Derivations, quantum Dirichlet forms, and deformation/rigidity theory in von Neumann algebras

冯诺依曼代数中的导数、量子狄利克雷形式和变形/刚性理论

• 批准号: 0901510
• 负责人: Jesse Peterson
• 金额: $ 12.43万
• 依托单位: Vanderbilt University
• 依托单位国家: 美国
• 项目类别: Standard Grant
• 财政年份: 2009
• 资助国家: 美国
• 起止时间: 2009-06-15 至 2012-05-31
• 项目状态: 已结题
• 来源: https://www.nsf.gov/awardsearch/showAward?AWD_ID=0901510&HistoricalAwards=false
• 关键词: Derivations; quantum; Dirichlet; forms; deformation

This award is funded under the American Recovery and Reinvestment Act of 2009 (Public Law 111-5). The theory of von Neumann algebras is a non-commutative integration theory which was first developed by F. Murray and J. von Neumann as a tool for understanding representation theory for groups as well as providing a mathematical framework for quantum mechanics. Recently the appearance of new rigidity phenomena in von Neumann algebras has led to deeper understanding and to the solutions to many longstanding problems both in von Neumann algebras and in other areas such as orbit equivalence ergodic theory and measurable equivalence relations. There has also emerged recently a connection between deformation/rigidity theory, free probability, group cohomology, and derivations/quantum Dirichlet forms on von Neumann algebras. It is the intent of this author to investigate these new connections in order to gain more understanding of the relationship which is developing, and to use this understanding in order to approach some deep problems from new perspectives.
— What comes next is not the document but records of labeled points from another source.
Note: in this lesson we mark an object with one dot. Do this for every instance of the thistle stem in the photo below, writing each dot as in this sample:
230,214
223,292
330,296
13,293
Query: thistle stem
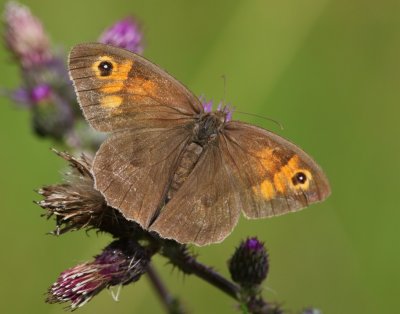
170,303
213,278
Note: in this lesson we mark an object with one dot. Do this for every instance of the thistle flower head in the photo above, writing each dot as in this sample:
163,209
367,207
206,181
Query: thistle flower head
25,36
77,204
120,263
249,264
124,34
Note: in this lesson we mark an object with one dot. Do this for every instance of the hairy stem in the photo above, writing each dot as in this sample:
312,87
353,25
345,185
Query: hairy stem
171,304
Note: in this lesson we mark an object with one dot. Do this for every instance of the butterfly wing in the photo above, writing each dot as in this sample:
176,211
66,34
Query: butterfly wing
118,89
276,176
207,206
132,169
247,169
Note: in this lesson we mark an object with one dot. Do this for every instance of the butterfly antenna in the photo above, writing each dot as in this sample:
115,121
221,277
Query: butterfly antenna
223,76
262,117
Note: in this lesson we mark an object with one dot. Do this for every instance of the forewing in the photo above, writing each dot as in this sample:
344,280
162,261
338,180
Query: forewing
207,206
271,171
132,169
133,92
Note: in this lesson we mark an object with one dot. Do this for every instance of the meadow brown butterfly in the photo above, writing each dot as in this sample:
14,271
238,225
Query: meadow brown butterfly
176,168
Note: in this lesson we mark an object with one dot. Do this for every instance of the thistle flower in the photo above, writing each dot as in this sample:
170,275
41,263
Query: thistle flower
311,311
120,263
124,34
25,36
77,204
249,264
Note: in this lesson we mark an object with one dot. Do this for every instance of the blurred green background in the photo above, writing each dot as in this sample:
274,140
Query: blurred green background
328,70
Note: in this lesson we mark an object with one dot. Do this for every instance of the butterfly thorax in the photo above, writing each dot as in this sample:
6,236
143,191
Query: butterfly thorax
205,131
207,127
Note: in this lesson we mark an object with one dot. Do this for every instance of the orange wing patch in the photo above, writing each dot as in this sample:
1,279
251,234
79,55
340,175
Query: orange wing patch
114,82
285,177
112,101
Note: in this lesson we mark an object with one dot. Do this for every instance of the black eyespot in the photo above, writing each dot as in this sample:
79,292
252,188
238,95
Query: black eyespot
299,178
105,68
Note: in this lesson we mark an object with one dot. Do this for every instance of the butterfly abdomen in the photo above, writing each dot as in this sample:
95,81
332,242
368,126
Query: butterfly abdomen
186,163
205,131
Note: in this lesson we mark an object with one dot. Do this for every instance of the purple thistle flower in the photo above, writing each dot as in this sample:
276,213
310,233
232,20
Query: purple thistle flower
40,93
249,264
253,244
25,36
124,34
120,263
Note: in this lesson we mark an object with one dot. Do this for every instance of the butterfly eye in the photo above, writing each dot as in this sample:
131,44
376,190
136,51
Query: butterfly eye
105,68
299,178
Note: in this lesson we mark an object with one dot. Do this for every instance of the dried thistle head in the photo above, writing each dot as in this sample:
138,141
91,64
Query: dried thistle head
76,204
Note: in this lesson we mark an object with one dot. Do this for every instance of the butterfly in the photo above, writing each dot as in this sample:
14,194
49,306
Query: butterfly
172,165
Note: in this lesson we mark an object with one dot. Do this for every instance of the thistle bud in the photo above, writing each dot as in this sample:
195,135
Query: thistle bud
120,263
249,264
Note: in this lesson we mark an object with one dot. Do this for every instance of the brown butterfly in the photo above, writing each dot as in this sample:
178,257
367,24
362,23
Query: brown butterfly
172,166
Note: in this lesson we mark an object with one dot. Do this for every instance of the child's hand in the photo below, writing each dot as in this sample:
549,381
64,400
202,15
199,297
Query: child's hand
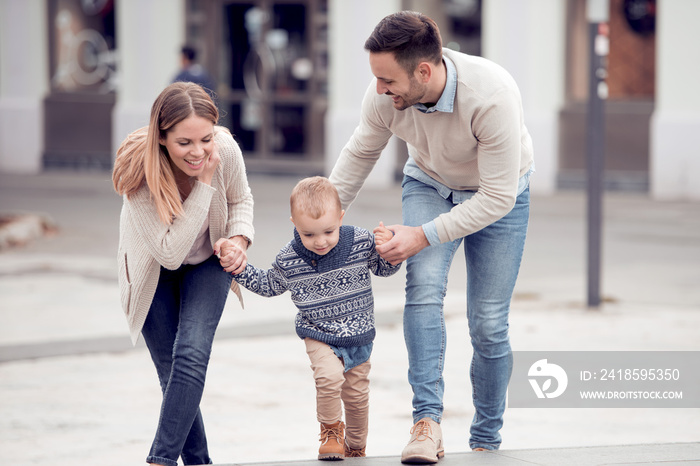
232,254
382,234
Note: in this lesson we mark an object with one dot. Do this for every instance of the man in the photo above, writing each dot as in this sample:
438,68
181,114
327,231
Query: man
466,180
191,71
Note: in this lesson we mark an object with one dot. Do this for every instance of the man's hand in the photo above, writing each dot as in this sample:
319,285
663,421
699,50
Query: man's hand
232,253
382,234
407,242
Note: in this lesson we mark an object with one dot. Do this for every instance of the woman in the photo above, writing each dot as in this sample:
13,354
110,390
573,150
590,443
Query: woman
186,198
该奖项是根据2009年《美国复苏和再投资法案》(公法111-5)提供资金的。Von Neumann代数理论是由F.Murray和J.von Neumann最先发展起来的一种非对易积分理论，用于理解群的表示理论以及为量子力学提供一个数学框架。最近，von Neumann代数中新的刚性现象的出现，加深了人们对von Neumann代数以及轨道等价、遍历理论和可测等价关系等领域中许多长期存在的问题的理解和解决。最近也出现了von Neumann代数上的形变/刚性理论、自由概率、群上同调和导子/量子Dirichlet形式之间的联系。本文的目的是探讨这些新的联系，以便更多地了解正在发展的关系，并利用这种理解从新的角度来探讨一些深层次的问题。